In a second study, a new version of the questionnaire was created, retaining the 15 best items from the first study and adding six additional items (Monotone Quality, Attractiveness, Enthusiasm, Persuasiveness, Impatience, and Fear), for a total of 21 items. This version was evaluated using the same procedure as the first study (n = 138). Initial item analysis and factor analysis indicated four factors (Intelligibility, Naturalness, Social Impression, and Negativity). As in the first study, the results of the second study showed evidence of sensitivity to differences in the voices and acceptable reliability for the first three factors (all over .83), but the reliability of Negativity was just .65.
To increase the sample size and focus on the 14 items that were common to both of the expansion studies, those data were combined and factor analyzed (n = 342). The result was a four-factor structure in which each factor had acceptable reliability—Intelligibility (.88), Naturalness (.87), Prosody (.85), and Social Impression (.71).

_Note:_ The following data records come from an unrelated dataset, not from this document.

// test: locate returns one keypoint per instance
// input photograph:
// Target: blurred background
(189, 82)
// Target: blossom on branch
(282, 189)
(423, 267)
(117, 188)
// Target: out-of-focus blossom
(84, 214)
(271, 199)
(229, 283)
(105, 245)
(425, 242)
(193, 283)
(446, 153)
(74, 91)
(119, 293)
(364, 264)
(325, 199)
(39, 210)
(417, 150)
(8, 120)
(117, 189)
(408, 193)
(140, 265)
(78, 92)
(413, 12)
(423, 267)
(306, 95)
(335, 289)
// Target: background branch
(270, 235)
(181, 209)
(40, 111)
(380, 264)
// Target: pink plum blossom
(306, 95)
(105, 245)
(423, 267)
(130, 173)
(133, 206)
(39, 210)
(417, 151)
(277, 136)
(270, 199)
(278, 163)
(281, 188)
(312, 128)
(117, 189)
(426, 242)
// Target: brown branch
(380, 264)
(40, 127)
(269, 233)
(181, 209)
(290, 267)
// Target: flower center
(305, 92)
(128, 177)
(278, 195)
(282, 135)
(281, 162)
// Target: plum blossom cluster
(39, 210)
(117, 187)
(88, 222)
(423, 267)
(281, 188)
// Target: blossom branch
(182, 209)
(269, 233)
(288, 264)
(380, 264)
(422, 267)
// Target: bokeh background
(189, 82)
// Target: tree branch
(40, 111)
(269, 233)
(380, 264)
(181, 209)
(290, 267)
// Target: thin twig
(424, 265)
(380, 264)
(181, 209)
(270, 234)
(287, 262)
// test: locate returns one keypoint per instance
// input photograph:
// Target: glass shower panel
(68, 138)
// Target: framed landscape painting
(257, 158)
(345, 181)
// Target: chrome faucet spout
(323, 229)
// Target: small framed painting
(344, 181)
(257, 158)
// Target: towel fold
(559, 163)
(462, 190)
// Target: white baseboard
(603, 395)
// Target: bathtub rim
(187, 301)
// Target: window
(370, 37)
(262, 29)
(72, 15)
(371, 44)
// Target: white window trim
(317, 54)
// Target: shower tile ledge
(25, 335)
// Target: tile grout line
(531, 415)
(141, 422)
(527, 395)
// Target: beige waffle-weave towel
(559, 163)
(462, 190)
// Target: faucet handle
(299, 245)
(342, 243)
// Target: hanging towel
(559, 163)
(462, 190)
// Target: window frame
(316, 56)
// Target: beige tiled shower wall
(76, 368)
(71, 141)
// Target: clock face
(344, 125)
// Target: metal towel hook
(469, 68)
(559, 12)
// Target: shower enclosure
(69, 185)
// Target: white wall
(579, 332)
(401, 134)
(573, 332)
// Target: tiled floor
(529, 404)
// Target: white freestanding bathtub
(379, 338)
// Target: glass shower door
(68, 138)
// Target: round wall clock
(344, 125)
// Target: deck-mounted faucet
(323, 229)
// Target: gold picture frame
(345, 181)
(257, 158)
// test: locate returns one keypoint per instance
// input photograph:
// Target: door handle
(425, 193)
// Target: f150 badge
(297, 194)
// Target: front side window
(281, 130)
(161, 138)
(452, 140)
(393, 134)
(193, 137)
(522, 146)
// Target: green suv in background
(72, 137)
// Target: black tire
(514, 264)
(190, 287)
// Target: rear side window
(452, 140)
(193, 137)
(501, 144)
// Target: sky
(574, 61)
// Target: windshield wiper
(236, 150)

The final study in this series used those 14 items as a starting point, adding two items (Enthusiasm and Persuasiveness) in an attempt to improve the reliability of Social Impression, and collected ratings from 327 participants who rated ten synthetic voices in a between-subjects design. The Depression item was dropped, leaving the 15 items shown in Figure 2. Factor analysis indicated alignment of the items with the expected four factors, all of which had reliability greater than .85 and suitable sensitivity to differences in the synthetic voices. The result of this analysis was the MOS-X.
From the MOS-X to the MOS-X2: Streamlining the measurement
After using the MOS-X for 15 years, it became clear that it was useful for research purposes, but it had two shortcomings for practical user experience (UX) work. One was the number of items that study participants needed to rate to get an MOS-X score. The other was the level of detail in the item content, which was difficult for participants without a background in speech technologies to understand. The MOS-X2 (Figure 3) was developed to address those shortcomings. The MOS-X2 has just four items, one for each factor of the MOS-X. The number of response options was increased to 11 (0–10-point scale) to help compensate for an expected reduction in reliability.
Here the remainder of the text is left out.